This is an epic struggle that spills over into many disciplines: Environmental Disease, Bio-identical Hormones, Mold, Lyme Disease, Spine Surgery, Pain Management, Vitamin and Nutritional support and more.
The “Cartel” (the coalition of insurance carriers, employers, and any other group which benefits from retained premiums) is retaining premiums by aggressively attacking the recipients of benefits (doctors and patients), with special care to keep the attack away from judicial law and within administrative law. This, of course, requires the overt complicity of government agencies as well as “medical experts” who are hired guns. Laws have to be written, rules have to be promulgated. The lobbying effort must be gargantuan.
“If they cannot test or treat, they cannot testify.” This issue needs to be expressed in terms of the way industry looks at this problem. We physicians are often dumbfounded- not that a carrier wants to deny payment of benefits in order to increase profits, but that the methodology to do so involves manufacturing a sham standard of care to support that denial- a standard of care that allows simultaneous attack on the physician providing the denied care.

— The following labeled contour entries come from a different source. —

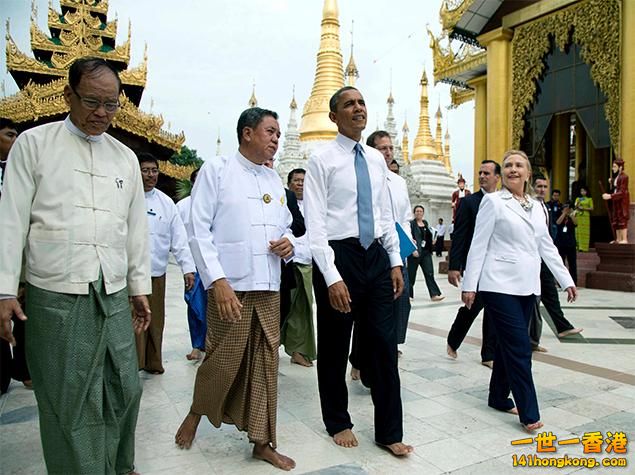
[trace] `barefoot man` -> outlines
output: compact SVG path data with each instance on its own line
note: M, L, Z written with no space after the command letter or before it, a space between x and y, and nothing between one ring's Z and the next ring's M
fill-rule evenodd
M175 442L188 449L205 415L247 432L253 457L291 470L276 449L280 258L293 255L291 213L278 174L278 115L252 107L238 119L238 151L205 162L192 190L190 248L206 289L205 359Z
M15 344L11 317L28 315L26 356L52 474L136 473L133 328L150 324L152 286L139 165L106 133L120 92L112 63L77 59L64 86L69 115L18 137L2 188L0 337ZM24 312L15 298L23 251Z
M395 455L407 455L413 448L402 443L393 316L403 277L388 194L390 172L381 153L360 142L367 116L361 93L343 87L331 97L329 109L339 133L312 153L304 185L307 233L316 263L322 419L337 445L357 446L345 379L355 322L359 370L375 404L375 442Z

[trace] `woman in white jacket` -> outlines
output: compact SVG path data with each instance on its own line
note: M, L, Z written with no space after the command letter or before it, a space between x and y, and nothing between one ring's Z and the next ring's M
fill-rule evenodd
M543 426L531 375L529 317L540 295L540 259L566 289L576 287L553 244L542 205L529 192L531 164L522 151L503 156L503 188L481 201L462 286L469 308L480 292L492 316L497 347L488 405L518 414L528 432ZM513 395L513 400L509 397Z

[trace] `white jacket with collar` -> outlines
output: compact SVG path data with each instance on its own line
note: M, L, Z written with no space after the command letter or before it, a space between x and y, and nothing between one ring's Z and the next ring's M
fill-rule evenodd
M278 174L240 152L205 162L192 189L188 235L206 289L226 278L234 290L280 289L280 258L269 243L291 234Z
M464 292L540 295L541 258L563 289L574 285L540 203L532 203L525 211L506 189L483 197L467 256Z

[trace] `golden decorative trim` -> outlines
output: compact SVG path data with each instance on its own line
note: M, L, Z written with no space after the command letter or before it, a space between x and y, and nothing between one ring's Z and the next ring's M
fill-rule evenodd
M150 142L156 142L169 149L178 152L185 143L185 134L173 134L162 130L163 117L142 112L128 97L122 93L119 101L121 108L115 115L112 125L127 130L140 137L145 137Z
M190 175L196 170L196 165L175 165L167 160L159 160L159 171L177 180L190 180Z
M47 84L32 81L17 94L0 100L0 116L14 122L35 122L43 117L65 114L68 106L64 101L66 79L60 78ZM173 134L162 130L163 117L141 112L124 93L120 96L121 109L112 125L149 142L156 142L178 152L185 143L185 134ZM189 175L188 175L189 176Z
M85 7L92 12L103 15L108 13L108 0L60 0L60 6L70 8Z
M430 36L430 48L434 60L435 83L444 79L453 79L460 74L487 64L487 51L483 49L462 43L458 52L455 53L450 47L449 40L447 46L441 45L442 40L447 40L445 33L435 37L428 29L428 35Z
M459 22L463 14L472 6L474 0L444 0L439 16L444 30L451 30Z
M604 110L611 143L619 153L620 136L620 0L585 0L519 26L512 40L512 143L520 145L525 114L534 103L545 69L550 39L564 50L575 43L591 66L591 79L606 95Z
M450 99L453 107L460 106L461 104L474 100L474 89L452 86L450 88Z

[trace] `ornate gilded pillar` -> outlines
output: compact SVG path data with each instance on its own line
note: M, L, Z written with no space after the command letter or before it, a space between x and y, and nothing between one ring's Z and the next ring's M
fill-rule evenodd
M487 159L487 76L481 76L468 85L474 88L474 191L478 187L478 169ZM500 157L495 158L497 161Z
M560 201L569 199L569 114L551 123L551 189L560 190Z
M622 87L620 155L629 175L628 191L635 202L635 2L622 2ZM633 221L633 220L631 220ZM629 235L629 241L633 236Z
M512 36L512 30L497 28L478 37L487 48L487 156L496 161L512 143Z

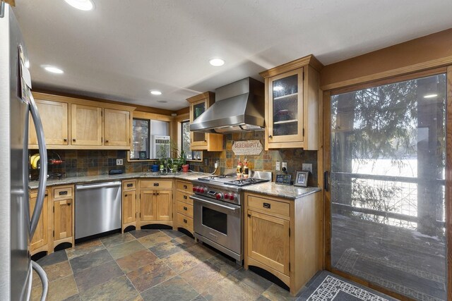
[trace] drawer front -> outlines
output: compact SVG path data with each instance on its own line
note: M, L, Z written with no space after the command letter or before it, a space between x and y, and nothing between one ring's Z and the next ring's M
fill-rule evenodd
M177 202L177 212L193 219L193 206Z
M193 219L177 214L177 225L193 232Z
M122 181L122 190L124 191L136 190L136 180Z
M193 205L193 199L190 199L191 193L184 193L180 191L176 192L176 200Z
M193 192L193 184L188 182L177 181L177 190L186 192L188 193Z
M171 189L172 188L172 181L141 180L140 181L140 188Z
M274 214L282 216L290 216L290 206L288 203L274 201L249 195L246 199L248 209L256 210L258 212Z
M54 199L72 197L72 187L54 188Z

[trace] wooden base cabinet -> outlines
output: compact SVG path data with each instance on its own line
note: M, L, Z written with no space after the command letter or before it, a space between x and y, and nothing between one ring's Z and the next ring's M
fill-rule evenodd
M130 226L136 228L136 180L122 182L122 231Z
M53 205L52 250L68 242L74 245L73 185L56 186L52 189Z
M37 197L37 190L31 190L30 192L30 214L32 214L36 206L36 198ZM30 252L32 255L40 252L48 252L49 243L49 219L48 219L48 202L49 202L49 191L46 190L44 204L42 205L42 211L40 216L36 231L30 243Z
M172 226L172 180L141 180L138 226L162 223Z
M322 269L321 194L295 200L245 193L245 269L258 266L295 295Z
M194 234L193 199L190 199L192 193L193 185L190 182L176 180L174 207L177 218L174 219L174 228L183 228Z

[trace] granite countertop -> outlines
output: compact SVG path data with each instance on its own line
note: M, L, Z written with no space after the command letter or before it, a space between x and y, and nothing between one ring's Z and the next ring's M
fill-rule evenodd
M167 175L162 175L160 172L155 173L121 173L120 175L99 175L99 176L87 176L83 177L71 177L64 178L61 180L47 180L47 186L56 186L59 185L71 185L71 184L88 184L90 183L97 182L107 182L112 180L121 180L133 178L170 178L170 179L181 179L193 180L196 180L200 176L208 176L210 173L168 173ZM29 189L37 189L39 185L38 181L30 181L28 183Z
M275 184L275 182L265 182L260 184L250 185L242 188L249 192L260 193L272 197L284 197L296 199L311 193L321 191L319 187L298 187Z
M83 177L71 177L65 178L61 180L47 180L47 186L56 186L59 185L71 185L71 184L87 184L90 183L106 182L112 180L121 180L133 178L170 178L180 179L186 180L197 180L200 176L208 176L210 173L168 173L167 175L162 175L158 172L156 173L121 173L120 175L100 175L100 176L88 176ZM30 189L37 189L38 186L37 181L31 181L28 183ZM272 197L284 197L287 199L296 199L299 197L304 197L311 193L321 191L321 189L318 187L296 187L292 185L284 185L275 184L275 182L266 182L260 184L250 185L244 186L242 190L246 192L260 193Z

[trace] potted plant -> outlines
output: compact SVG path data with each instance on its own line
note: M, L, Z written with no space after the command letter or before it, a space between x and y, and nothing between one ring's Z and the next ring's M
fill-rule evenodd
M186 163L186 154L184 149L181 151L181 154L179 157L179 162L181 166L182 166L183 172L186 173L189 171L189 164Z

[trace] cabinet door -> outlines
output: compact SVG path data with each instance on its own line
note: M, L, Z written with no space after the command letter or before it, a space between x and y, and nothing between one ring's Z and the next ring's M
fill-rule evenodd
M48 145L68 145L68 104L36 99L45 142ZM31 116L28 122L28 144L37 146L36 131Z
M155 220L156 196L155 190L140 192L140 219L141 221Z
M72 199L54 202L54 239L72 237Z
M30 194L30 214L31 215L35 210L35 206L36 206L36 197L37 192L31 192ZM30 250L41 247L43 245L47 244L47 193L46 192L46 197L44 199L44 204L42 205L42 211L41 211L41 216L40 216L37 226L36 227L36 231L33 235L33 238L30 243Z
M303 141L303 68L268 79L269 143Z
M122 223L133 223L136 219L136 192L125 191L122 203Z
M172 220L172 191L156 190L156 219L157 221Z
M104 113L105 145L130 145L130 112L105 109Z
M190 105L190 123L201 116L207 109L207 99L204 99ZM201 132L190 132L191 147L207 146L207 134Z
M102 145L102 109L71 105L73 145Z
M248 211L248 257L289 275L289 221Z

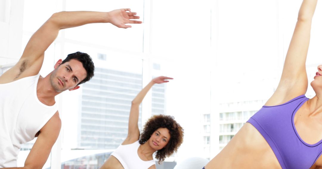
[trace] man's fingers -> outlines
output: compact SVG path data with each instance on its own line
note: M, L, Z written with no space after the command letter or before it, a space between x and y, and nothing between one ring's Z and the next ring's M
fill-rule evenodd
M139 21L139 20L130 20L129 23L142 23L142 21Z
M137 14L137 12L128 12L128 16L133 16L133 15L135 15L136 14Z
M139 19L140 17L139 16L130 16L129 18L130 19Z
M132 26L131 26L131 25L124 25L124 26L123 28L125 28L125 29L126 29L127 28L129 28L132 27Z

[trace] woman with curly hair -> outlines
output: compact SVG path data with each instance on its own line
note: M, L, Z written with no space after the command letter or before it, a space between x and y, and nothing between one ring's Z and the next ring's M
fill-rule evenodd
M154 84L169 82L171 77L153 79L132 101L128 120L128 136L101 167L101 169L155 169L152 155L159 163L176 152L183 141L183 129L172 116L155 116L144 126L140 137L137 122L139 107Z

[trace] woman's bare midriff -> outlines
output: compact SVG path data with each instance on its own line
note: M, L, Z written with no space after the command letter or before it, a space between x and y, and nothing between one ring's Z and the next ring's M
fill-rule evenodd
M124 169L124 168L117 158L111 156L100 169Z
M205 168L282 168L266 140L254 126L248 123Z

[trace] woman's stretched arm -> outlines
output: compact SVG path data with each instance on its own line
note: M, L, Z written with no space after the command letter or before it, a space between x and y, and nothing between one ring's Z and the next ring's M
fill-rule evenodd
M317 0L304 0L286 54L280 80L266 105L281 104L301 94L308 89L305 68L312 18Z
M130 116L129 117L128 136L122 144L131 144L139 139L140 137L140 131L139 130L138 125L137 125L139 119L139 107L147 92L156 83L160 84L168 82L169 81L166 80L172 79L173 79L164 76L160 76L153 79L140 92L133 100L132 101L131 110L130 111Z

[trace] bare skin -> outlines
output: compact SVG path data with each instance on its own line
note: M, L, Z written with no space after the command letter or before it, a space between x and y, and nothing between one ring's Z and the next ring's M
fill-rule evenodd
M173 79L170 77L160 76L153 79L132 101L128 121L128 136L122 143L126 145L133 143L140 138L140 131L137 123L139 118L139 106L147 93L154 84L169 82L167 79ZM153 159L152 155L157 150L165 146L171 139L169 130L165 128L159 128L154 132L146 142L139 147L137 155L143 161L150 161ZM100 169L124 169L122 164L116 158L111 156L106 160ZM153 165L148 169L156 169Z
M0 84L38 74L43 65L45 51L57 37L60 30L96 23L110 23L118 28L127 28L131 26L125 24L142 23L130 20L139 19L136 14L129 9L108 12L62 12L54 14L31 37L17 64L0 76ZM54 66L55 69L49 74L39 78L37 96L45 105L53 105L55 96L63 91L79 88L78 84L86 76L86 71L80 62L71 60L62 64L62 61L61 59L57 62ZM38 138L27 157L24 166L5 168L42 168L61 127L61 120L57 111L35 136Z
M298 13L293 36L286 55L279 83L265 104L279 105L304 94L308 89L305 62L310 41L311 26L317 0L304 0ZM322 139L322 65L311 83L316 95L296 112L294 122L301 138L313 144ZM205 166L214 168L281 168L264 137L253 125L246 123L221 152ZM322 168L319 157L310 168Z

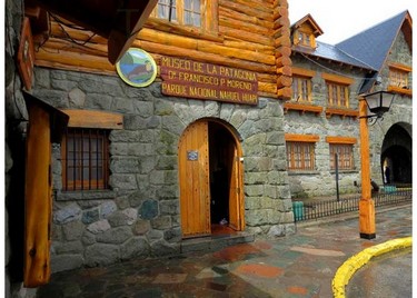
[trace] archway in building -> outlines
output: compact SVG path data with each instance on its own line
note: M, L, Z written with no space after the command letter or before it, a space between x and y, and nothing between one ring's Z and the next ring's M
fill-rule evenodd
M404 185L413 181L411 126L394 125L384 138L381 175L384 183Z
M178 148L182 237L245 227L242 163L236 132L217 119L183 131Z

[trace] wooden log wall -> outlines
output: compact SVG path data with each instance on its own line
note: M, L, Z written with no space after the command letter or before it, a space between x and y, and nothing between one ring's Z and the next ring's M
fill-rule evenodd
M218 30L202 31L150 18L131 47L152 54L255 71L259 96L291 96L291 44L287 0L208 0ZM217 10L216 10L217 7ZM216 20L214 20L216 22ZM212 22L212 21L211 21ZM207 22L206 22L207 23ZM208 22L209 23L209 22ZM51 18L50 37L36 50L42 67L117 76L107 59L107 40Z

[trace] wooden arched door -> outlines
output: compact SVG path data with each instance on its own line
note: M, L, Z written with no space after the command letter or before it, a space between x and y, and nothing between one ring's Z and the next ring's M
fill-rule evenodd
M210 139L212 140L211 146L209 145ZM210 148L221 149L210 152ZM227 168L228 226L234 230L244 230L245 228L244 168L239 141L224 123L217 120L200 120L191 123L185 130L178 147L183 238L211 234L214 218L210 215L210 203L215 199L211 198L211 195L216 197L216 193L210 193L210 177L212 176L210 158L217 158L216 153L218 152L215 151L220 152L221 162Z
M189 126L179 142L182 236L210 235L208 122Z

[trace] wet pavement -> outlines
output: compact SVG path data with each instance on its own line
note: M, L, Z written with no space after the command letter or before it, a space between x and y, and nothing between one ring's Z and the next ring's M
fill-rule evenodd
M332 297L331 280L339 266L367 247L411 236L411 221L408 205L377 210L377 237L373 240L359 238L356 217L298 225L292 236L257 238L214 252L59 272L39 289L37 297ZM410 259L408 250L369 262L371 267L357 272L363 276L354 275L347 287L351 296L347 297L411 297L410 282L389 278L395 274L411 280ZM384 271L386 278L378 278L378 271ZM381 284L384 291L378 291ZM367 296L368 292L376 296ZM385 296L396 292L405 296Z
M413 297L411 256L407 248L371 259L350 279L346 297Z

Because of the current system, when the professional physician or scientist is attacked, he often expends incalculable effort to defend himself against a machine designed to “produce results”- i.e., a disciplinary action. For example, the Texas Medical Board was instructed by the Legislature in 2004 to increase its percentage of disciplinary actions from 10% to 18% (reference: “Review of Texas Medical Board Discipline” Texas Medical Association 2006 at: http://www.texmed.org/uploadedFiles/Global_Media/ReviewTMB_discipline.pdf).
This arbitrary mandate for an increase in actions feeds coincidentally into your expose’ of how practitioners can be intimidated- obviously, only by turning trivial and irrelevant complaints into “results” could an agency comply with such an arbitrary request.
As an interesting thread, please review some of the settlement documents in the Blue Cross class action lawsuit at:
http://www.hmosettlements.com/
and
http://hmosettlements.templates.ncmedsoc.org/settlements/bluecross/Mailed%20Notice-v15%20(H794)--FINAL.pdf
Note especially the paragraphs describing the allegations, which could easily be applied to the scenario that we are describing:
II. WHAT IS THIS LITIGATION ABOUT?
The Complaint in the Action alleges, among other things, that between 1999 and the present, the Blue Parties, among others, engaged in a conspiracy to improperly deny, delay, and/or reduce payments to physicians, physician groups, and physician organizations by engaging in several types of allegedly improper conduct, including but not limited to:
• Misrepresenting and/or failing to disclose the use of edits to unilaterally “bundle,” “down code,” and/or reject claims for medically necessary covered services;
• Failing to pay for “medically necessary” services in accordance with member plan documents;
• Failing and/or refusing to recognize COPT® modifiers;
• Concealing and/or misrepresenting the use of improper guidelines and criteria to deny, delay, and/or reduce payment for medically necessary covered services;
• Misrepresenting and/or refusing to disclose applicable fee schedules; and
• Failing to pay claims for medically necessary covered services within the required statutory and/or contractual
time periods.
The Complaint in the Action claims that the conduct described above violated the federal statute entitled the Racketeer Influenced and Corrupt Organizations Act, 18 U.S.C. § 1961, et seq.”
As we have discussed before, the Cartel’s complex efforts include the use of manufactured or “improper” guidelines to “deny, delay and/or reduce payment”. They continue to use this highly sophisticated mechanism to this day.